O Mato Grosso do Sul também deverá avaliar a adesão ao mecanismo nos novos projetos, segundo a secretária de Parcerias Estratégicas do Estado, Eliane Detoni. Entre as iniciativas que poderão se beneficiar estão PPPs de rodovias que serão estudadas.
A vantagem do modelo de crédito, diz, é que o recurso não fica parado, como acontece no formato predominante nos Estados, que deixam a garantia em fundos e contas vinculadas às PPPs.
Detoni destaca, porém, que terá que ser avaliado o custo do financiamento, além do espaço fiscal ocupado. “Me parece que o custo é mais baixo do que a manutenção da conta-garantia, mas temos que avaliar. Outro desafio é que a operação mantém, ao longo de 20, 30 anos, os recursos contratados no consumo de espaço fiscal. É necessária uma análise de longo prazo.”
O Tesouro Nacional afirma que, neste momento, o mecanismo “está na fase de diálogo para seleção de pilotos junto às instituições financeiras” e que, na sequência, haverá “o início dos pedidos formais para análise”. O órgão não divulga estimativas sobre a adesão, mas diz que “há sinalização de interesse da maioria dos Estados, capitais e grandes municípios”.
Para além das garantias, outro desafio para o avanço das PPPs subnacionais é a percepção de risco, afirma Eric Brasil, sócio da consultoria Tendências. “Se na esfera federal ainda temos projetos com elevado risco político, na esfera municipal e estadual isso é potencializado. Temos decisões judiciais em comarcas menores, muitos poderes concedentes sem histórico de PPPs, maior influência de questões locais. Tudo isso reduz a segurança do ambiente de negócios.”

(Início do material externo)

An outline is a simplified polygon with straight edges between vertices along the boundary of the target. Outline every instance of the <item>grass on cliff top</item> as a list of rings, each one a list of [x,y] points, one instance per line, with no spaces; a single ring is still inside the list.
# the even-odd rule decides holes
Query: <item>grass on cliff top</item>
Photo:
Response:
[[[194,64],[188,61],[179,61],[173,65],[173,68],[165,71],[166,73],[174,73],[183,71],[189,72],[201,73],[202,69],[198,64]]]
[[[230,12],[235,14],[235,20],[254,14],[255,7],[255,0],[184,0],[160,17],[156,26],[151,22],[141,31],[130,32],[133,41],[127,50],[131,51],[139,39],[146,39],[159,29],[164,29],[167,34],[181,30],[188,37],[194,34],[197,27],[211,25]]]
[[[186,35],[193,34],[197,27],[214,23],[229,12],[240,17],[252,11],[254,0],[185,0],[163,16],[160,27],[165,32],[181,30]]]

Esse fator, diz ele, dificulta inclusive o mecanismo de garantias federais, dado que a declaração de inadimplência – caso em que a garantia seria acionada – em geral é alvo de judicialização.
Além disso, a percepção é que a estruturação das PPPs ainda é um gargalo, avalia Marcos Ganut, sócio da Alvarez & Marsal. “Há um número significativo de modelagens precárias. É preciso ter uma fábrica de projetos mais adequada que possa alimentar as PPPs.”
Apesar dos desafios, Tadini diz que as PPPs são importantes porque possibilitam contratos que seriam inviáveis só com recursos privados. “Em alguns projetos, o privado sozinho não consegue fazer, precisa ter o público junto. Nesses casos, ou faz via PPP ou não faz.”